Le Tribunal Administratif de Nice a rejeté la requête de Mme C contestant une amende administrative de 600 euros infligée par le département des Alpes-Maritimes. La requête a été jugée manifestement irrecevable car la requérante n'a pas produit la décision attaquée, en violation de l'article R. 412-1 du code de justice administrative, et n'a pas signé sa requête, en méconnaissance de l'article R. 431-4 du même code. Malgré une demande de régularisation notifiée le 20 mars 2025, Mme C n'a pas remédié à ces défauts dans le délai imparti. L'ordonnance, fondée sur le 4° de l'article R. 222-1 du code de justice administrative, rejette donc la requête.
Le Tribunal Administratif de Nice a rejeté la requête de Mme C B contestant le refus du département des Alpes-Maritimes d'accorder une rétroactivité de ses droits au revenu de solidarité active pour octobre 2024. La requête a été jugée manifestement irrecevable car introduite après l'expiration du délai de recours contentieux de deux mois prévu à l'article R. 421-1 du code de justice administrative. La décision attaquée du 12 février 2025 mentionnait les voies et délais de recours, et la requête, enregistrée le 23 mai 2025, était tardive. L'ordonnance a été rendue sur le fondement du 4° de l'article R. 222-1 du même code.

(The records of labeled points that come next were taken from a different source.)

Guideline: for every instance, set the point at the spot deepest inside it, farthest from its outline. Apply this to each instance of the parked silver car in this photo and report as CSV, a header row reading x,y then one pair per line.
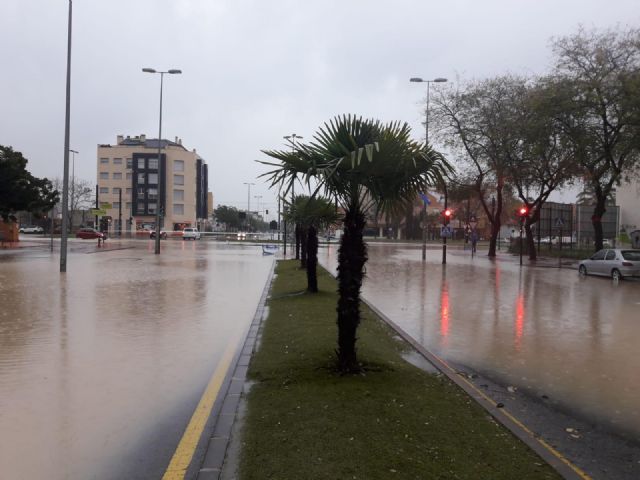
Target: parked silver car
x,y
612,262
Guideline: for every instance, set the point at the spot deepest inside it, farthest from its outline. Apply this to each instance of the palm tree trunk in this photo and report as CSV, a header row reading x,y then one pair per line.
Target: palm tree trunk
x,y
304,239
298,235
312,259
351,259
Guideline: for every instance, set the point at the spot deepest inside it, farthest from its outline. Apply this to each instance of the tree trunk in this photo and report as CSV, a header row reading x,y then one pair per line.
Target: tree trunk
x,y
312,259
596,221
531,246
304,238
298,234
495,218
351,259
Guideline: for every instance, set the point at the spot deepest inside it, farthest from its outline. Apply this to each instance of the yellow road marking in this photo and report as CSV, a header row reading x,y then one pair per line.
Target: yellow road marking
x,y
181,459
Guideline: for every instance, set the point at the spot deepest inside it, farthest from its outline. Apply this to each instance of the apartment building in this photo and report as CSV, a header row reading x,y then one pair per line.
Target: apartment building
x,y
131,191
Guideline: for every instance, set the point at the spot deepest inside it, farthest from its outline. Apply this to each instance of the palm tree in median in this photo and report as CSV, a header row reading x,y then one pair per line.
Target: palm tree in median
x,y
367,166
311,214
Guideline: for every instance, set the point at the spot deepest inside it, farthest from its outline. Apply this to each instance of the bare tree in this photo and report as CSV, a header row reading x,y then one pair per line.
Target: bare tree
x,y
542,160
80,196
597,76
477,121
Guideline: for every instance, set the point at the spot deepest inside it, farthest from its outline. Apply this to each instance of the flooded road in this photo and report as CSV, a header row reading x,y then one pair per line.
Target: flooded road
x,y
547,331
101,368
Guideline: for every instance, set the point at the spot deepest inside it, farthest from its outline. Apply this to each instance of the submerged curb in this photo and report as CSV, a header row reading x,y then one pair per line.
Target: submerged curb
x,y
226,406
559,463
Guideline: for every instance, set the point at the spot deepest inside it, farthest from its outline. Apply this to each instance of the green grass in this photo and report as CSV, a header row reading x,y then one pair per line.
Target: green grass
x,y
305,421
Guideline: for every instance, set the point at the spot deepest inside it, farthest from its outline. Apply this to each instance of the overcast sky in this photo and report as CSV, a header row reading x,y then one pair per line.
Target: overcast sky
x,y
254,70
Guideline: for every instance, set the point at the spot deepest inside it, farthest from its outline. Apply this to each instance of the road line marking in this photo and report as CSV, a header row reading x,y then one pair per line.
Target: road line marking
x,y
183,455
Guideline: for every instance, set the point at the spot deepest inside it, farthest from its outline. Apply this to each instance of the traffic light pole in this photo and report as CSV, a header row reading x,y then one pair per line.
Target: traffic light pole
x,y
445,230
521,224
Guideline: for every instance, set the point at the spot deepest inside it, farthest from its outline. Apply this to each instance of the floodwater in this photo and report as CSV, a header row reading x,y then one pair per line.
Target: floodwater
x,y
544,330
101,368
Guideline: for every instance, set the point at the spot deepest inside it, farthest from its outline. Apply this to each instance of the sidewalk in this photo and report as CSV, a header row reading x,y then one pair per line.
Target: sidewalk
x,y
306,427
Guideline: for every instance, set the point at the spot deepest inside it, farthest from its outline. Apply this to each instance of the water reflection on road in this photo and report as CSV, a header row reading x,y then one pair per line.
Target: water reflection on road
x,y
547,330
97,366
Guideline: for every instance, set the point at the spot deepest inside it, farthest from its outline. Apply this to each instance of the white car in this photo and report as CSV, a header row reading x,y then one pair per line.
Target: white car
x,y
190,233
31,229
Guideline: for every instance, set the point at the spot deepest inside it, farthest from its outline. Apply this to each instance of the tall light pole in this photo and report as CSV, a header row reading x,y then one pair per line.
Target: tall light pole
x,y
424,203
248,203
292,139
65,175
258,197
160,171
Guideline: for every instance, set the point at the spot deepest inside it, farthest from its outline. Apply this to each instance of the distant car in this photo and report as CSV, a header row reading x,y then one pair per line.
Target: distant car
x,y
163,234
612,262
31,229
190,233
90,233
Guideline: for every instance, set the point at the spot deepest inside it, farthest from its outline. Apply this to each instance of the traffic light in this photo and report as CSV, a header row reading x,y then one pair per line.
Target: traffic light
x,y
446,215
523,212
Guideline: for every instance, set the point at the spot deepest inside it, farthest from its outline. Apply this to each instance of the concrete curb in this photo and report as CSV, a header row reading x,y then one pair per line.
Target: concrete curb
x,y
226,406
559,463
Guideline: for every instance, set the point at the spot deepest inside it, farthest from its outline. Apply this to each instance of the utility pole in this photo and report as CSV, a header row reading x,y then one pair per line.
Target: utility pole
x,y
248,204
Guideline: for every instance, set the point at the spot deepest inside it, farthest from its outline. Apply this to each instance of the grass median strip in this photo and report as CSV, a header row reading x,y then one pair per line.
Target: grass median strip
x,y
306,421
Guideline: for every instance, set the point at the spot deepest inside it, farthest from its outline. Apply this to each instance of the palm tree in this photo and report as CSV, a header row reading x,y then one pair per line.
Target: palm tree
x,y
366,166
310,214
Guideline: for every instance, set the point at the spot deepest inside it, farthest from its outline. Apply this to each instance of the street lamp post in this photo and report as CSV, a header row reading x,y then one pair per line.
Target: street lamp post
x,y
248,203
258,197
65,175
160,171
424,203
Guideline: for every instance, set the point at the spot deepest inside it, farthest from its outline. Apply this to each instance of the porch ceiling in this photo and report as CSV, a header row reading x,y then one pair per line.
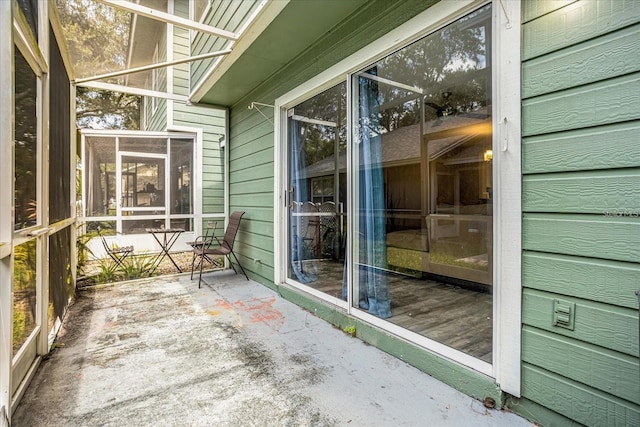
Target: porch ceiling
x,y
296,27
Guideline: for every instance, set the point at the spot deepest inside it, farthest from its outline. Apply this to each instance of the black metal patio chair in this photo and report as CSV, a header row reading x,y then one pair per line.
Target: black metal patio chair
x,y
226,246
117,253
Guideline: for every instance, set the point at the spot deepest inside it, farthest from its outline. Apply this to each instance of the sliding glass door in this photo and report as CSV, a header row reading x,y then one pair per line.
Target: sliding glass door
x,y
317,192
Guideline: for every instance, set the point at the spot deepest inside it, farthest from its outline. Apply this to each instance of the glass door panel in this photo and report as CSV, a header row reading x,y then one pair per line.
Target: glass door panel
x,y
28,172
317,192
421,174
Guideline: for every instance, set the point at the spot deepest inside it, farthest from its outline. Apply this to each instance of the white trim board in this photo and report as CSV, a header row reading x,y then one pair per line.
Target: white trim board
x,y
507,175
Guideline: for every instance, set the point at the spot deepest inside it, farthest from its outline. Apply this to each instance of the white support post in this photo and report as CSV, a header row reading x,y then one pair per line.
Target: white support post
x,y
6,204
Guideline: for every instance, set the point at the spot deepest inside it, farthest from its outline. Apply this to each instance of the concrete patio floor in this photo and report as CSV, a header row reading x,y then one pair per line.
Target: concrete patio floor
x,y
233,353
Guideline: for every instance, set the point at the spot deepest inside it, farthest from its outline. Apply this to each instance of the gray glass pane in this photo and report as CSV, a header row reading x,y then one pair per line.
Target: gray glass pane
x,y
423,187
26,144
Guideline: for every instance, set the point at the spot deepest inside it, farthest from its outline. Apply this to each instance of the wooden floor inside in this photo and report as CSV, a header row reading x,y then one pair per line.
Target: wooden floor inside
x,y
453,315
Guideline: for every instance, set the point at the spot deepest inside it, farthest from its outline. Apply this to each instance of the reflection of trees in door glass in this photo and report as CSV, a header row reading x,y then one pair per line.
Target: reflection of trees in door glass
x,y
24,293
26,144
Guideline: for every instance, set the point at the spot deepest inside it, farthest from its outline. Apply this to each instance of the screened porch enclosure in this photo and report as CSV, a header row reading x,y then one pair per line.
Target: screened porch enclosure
x,y
136,181
409,184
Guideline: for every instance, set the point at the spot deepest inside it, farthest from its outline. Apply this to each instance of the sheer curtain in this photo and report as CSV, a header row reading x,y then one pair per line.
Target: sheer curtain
x,y
298,183
373,281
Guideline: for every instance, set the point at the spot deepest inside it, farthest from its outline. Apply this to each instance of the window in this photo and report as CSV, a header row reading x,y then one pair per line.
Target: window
x,y
420,180
138,181
423,187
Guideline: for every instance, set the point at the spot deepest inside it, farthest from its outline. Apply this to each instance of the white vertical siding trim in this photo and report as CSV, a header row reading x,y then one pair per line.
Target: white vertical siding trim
x,y
6,203
507,213
279,193
169,75
507,220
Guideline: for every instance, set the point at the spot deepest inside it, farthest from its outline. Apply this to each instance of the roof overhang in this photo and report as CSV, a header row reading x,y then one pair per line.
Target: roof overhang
x,y
283,30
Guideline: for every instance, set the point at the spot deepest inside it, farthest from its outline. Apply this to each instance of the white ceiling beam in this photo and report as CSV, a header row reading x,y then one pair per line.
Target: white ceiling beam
x,y
134,91
169,19
154,66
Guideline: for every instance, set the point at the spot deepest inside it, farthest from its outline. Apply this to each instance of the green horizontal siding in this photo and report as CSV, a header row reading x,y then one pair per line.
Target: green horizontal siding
x,y
596,104
608,371
591,61
571,398
583,235
606,147
581,219
596,192
610,327
575,22
610,282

Le Tribunal Administratif de Nice a rejeté la requête de Mme A, qui contestait plusieurs refus du département des Alpes-Maritimes concernant des cartes mobilité inclusion et d'autres droits. La requête a été jugée irrecevable car la requérante n'a pas produit les décisions attaquées ni justifié avoir formé le recours administratif préalable obligatoire auprès du président du conseil départemental, conformément à l'article R. 241-17-1 du code de l'action sociale et des familles. Malgré une demande de régularisation notifiée le 7 janvier 2025, Mme A n'a pas fourni les documents requis dans le délai d'un mois. L'ordonnance se fonde sur les articles R. 222-1, R. 412-1 et R. 612-1 du code de justice administrative pour rejeter la requête comme manifestement irrecevable.
Le Tribunal Administratif de Nice a été saisi par Mme A pour contester le refus de remise de sa dette de prime d'activité (1 403,13 euros) opposé par la CAF des Alpes-Maritimes. En cours d'instance, la CAF a accordé une remise partielle ramenant le solde à 350,78 euros, dette que la requérante a intégralement remboursée. Constatant que le litige était devenu sans objet, le tribunal a prononcé un non-lieu à statuer sur le fondement de l'article R. 222-1 du code de justice administrative.